Belo Horizonte será sede, até sábado (22/09), de um festival nacional que tem como tema o lixo e a cidadania. Ao lado de discussões, debates e palestras na Estação do Conde, no Centro da capital, serão apresentadas iniciativas e propostas importantes para ajudar a resolver alguns dos principais desafios urbanos, entre eles a destinação dos resíduos sólidos, a conscientização das comunidades sobre coleta seletiva e o papel dos catadores nesse processo. A partir de quinta-feira, uma intensa programação cultural, com apresentações musicais e oficinas artísticas, promete animar a sexta edição do evento, aberta terça-feira.

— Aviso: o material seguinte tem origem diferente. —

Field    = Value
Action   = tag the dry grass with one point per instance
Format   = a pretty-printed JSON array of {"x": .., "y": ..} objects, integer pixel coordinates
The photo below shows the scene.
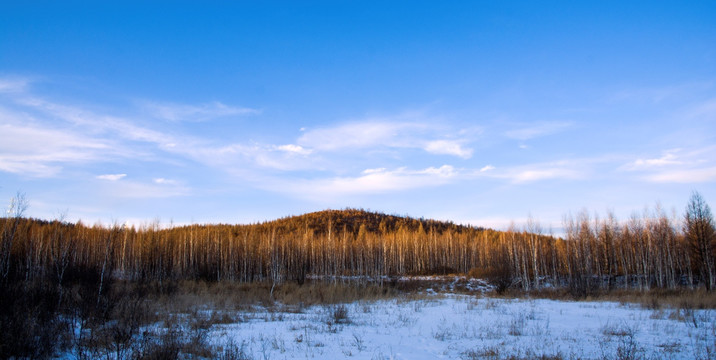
[{"x": 650, "y": 299}]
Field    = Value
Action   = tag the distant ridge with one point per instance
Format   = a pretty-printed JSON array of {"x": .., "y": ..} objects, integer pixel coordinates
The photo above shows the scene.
[{"x": 352, "y": 219}]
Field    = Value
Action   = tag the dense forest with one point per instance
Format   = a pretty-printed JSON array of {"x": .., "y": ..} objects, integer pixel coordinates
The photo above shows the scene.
[
  {"x": 70, "y": 285},
  {"x": 647, "y": 251}
]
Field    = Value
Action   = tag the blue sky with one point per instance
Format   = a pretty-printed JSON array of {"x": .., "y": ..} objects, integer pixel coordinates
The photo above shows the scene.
[{"x": 476, "y": 112}]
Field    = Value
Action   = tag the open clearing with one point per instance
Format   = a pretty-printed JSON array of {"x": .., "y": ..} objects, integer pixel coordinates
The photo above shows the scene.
[{"x": 461, "y": 327}]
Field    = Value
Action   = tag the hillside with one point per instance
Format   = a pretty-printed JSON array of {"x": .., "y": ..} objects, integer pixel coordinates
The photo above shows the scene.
[{"x": 351, "y": 220}]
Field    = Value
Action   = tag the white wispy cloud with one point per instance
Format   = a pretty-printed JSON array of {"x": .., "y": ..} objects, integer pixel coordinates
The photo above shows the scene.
[
  {"x": 142, "y": 190},
  {"x": 358, "y": 135},
  {"x": 658, "y": 94},
  {"x": 695, "y": 165},
  {"x": 200, "y": 112},
  {"x": 164, "y": 181},
  {"x": 380, "y": 133},
  {"x": 686, "y": 176},
  {"x": 296, "y": 149},
  {"x": 370, "y": 181},
  {"x": 531, "y": 131},
  {"x": 669, "y": 157},
  {"x": 111, "y": 177},
  {"x": 520, "y": 174},
  {"x": 42, "y": 152},
  {"x": 448, "y": 147},
  {"x": 13, "y": 84}
]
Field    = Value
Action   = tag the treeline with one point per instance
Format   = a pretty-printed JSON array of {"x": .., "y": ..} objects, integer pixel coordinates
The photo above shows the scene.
[{"x": 646, "y": 251}]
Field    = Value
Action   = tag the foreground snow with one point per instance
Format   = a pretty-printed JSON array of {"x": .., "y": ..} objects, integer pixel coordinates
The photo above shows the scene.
[{"x": 456, "y": 326}]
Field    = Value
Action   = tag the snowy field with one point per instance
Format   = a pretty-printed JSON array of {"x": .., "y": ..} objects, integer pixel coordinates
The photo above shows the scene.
[{"x": 468, "y": 327}]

A primeira conferência de desta quarta-feira – Desafios para o desenvolvimento com emancipaçã – analisa as questões relacionadas aos resíduos sólidos urbanos, entre eles a terceirização dos serviços de coleta porta a porta, a inclusão social dos catadores de materiais recicláveis e o contexto socioeconômico brasileiro no qual estão inseridos. À tarde, serão debatidos os direitos da população de rua nas grandes cidades e a necessidade de revitalização urbana, como forma de garantir o acesso e a permanência das pessoas nos espaços.

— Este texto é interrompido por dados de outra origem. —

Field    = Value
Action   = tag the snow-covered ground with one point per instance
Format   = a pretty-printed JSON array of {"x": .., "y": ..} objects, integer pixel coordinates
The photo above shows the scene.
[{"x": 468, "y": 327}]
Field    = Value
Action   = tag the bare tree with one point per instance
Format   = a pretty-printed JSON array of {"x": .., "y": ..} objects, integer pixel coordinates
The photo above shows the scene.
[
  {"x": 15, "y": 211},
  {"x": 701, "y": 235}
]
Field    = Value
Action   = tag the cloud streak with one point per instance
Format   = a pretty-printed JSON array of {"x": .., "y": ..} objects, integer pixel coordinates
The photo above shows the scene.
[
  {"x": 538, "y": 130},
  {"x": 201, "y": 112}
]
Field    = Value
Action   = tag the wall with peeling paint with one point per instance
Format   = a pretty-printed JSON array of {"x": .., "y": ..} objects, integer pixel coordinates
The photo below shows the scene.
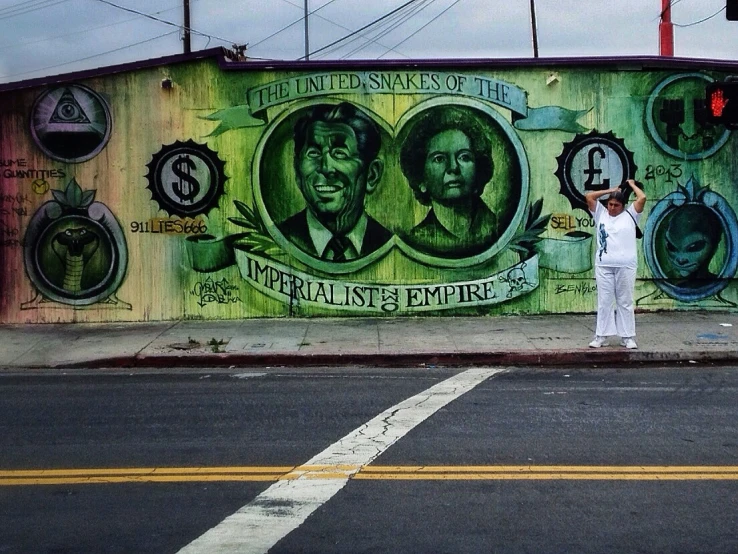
[{"x": 201, "y": 189}]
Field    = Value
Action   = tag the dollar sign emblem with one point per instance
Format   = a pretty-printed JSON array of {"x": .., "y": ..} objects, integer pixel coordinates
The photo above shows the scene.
[{"x": 186, "y": 187}]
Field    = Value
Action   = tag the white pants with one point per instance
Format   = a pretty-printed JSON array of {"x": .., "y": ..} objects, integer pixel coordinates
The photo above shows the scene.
[{"x": 615, "y": 313}]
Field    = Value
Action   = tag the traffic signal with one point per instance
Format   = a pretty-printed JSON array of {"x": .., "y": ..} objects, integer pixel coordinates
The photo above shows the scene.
[
  {"x": 731, "y": 10},
  {"x": 722, "y": 103}
]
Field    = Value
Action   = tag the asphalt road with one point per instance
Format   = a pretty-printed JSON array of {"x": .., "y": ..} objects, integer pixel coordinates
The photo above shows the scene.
[{"x": 540, "y": 461}]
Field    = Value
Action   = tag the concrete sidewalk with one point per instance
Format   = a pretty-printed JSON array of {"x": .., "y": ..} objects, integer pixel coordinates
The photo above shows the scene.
[{"x": 410, "y": 342}]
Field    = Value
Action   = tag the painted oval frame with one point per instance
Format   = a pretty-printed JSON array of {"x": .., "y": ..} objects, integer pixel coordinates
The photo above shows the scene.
[
  {"x": 524, "y": 174},
  {"x": 720, "y": 207},
  {"x": 275, "y": 127}
]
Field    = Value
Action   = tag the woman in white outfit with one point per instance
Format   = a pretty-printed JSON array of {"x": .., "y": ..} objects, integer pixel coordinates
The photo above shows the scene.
[{"x": 616, "y": 260}]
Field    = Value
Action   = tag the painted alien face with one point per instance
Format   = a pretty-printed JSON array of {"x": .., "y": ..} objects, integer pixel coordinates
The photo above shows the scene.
[{"x": 690, "y": 245}]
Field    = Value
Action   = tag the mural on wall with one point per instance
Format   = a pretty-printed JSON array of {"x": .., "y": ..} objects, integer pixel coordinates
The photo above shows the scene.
[
  {"x": 319, "y": 164},
  {"x": 392, "y": 192}
]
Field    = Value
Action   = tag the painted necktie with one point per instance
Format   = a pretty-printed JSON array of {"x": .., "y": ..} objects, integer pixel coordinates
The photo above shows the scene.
[{"x": 337, "y": 246}]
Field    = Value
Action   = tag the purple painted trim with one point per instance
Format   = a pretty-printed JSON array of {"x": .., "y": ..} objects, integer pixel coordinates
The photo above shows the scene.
[{"x": 634, "y": 63}]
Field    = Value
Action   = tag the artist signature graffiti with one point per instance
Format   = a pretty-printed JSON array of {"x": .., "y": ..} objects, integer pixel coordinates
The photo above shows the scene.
[{"x": 218, "y": 292}]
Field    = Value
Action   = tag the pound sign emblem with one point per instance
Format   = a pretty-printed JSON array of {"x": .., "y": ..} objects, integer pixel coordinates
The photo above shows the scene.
[{"x": 594, "y": 169}]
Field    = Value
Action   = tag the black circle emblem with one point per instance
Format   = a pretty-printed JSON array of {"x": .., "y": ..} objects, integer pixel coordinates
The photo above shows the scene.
[
  {"x": 595, "y": 161},
  {"x": 186, "y": 178}
]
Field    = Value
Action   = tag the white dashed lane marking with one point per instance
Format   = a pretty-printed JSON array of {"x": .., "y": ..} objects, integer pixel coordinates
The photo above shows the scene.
[{"x": 285, "y": 505}]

Segundo o coordenador do 6º Festival Lixo e Cidadania, José Aparecido Gonçalves, o objetivo do encontro é reunir representantes de diversos setores para, juntos, debaterem a destinação do lixo nas cidades. “Vão se sentar à mesa integrantes do poder público, de universidades, da sociedade civil, de movimentos sociais que defendem os catadores de papel e os moradores de rua, empresários e pessoas do terceiro setor para uma discussão ampla sobre as alternativas à atual política de gestão dos resíduos sólidos. Esse intercâmbio de experiências, aliado a oficinas práticas, exposições e feiras, fortalece o diálogo entre as partes e funciona como ponto de partida para vivermos num mundo mais sustentável”, disse Aparecido.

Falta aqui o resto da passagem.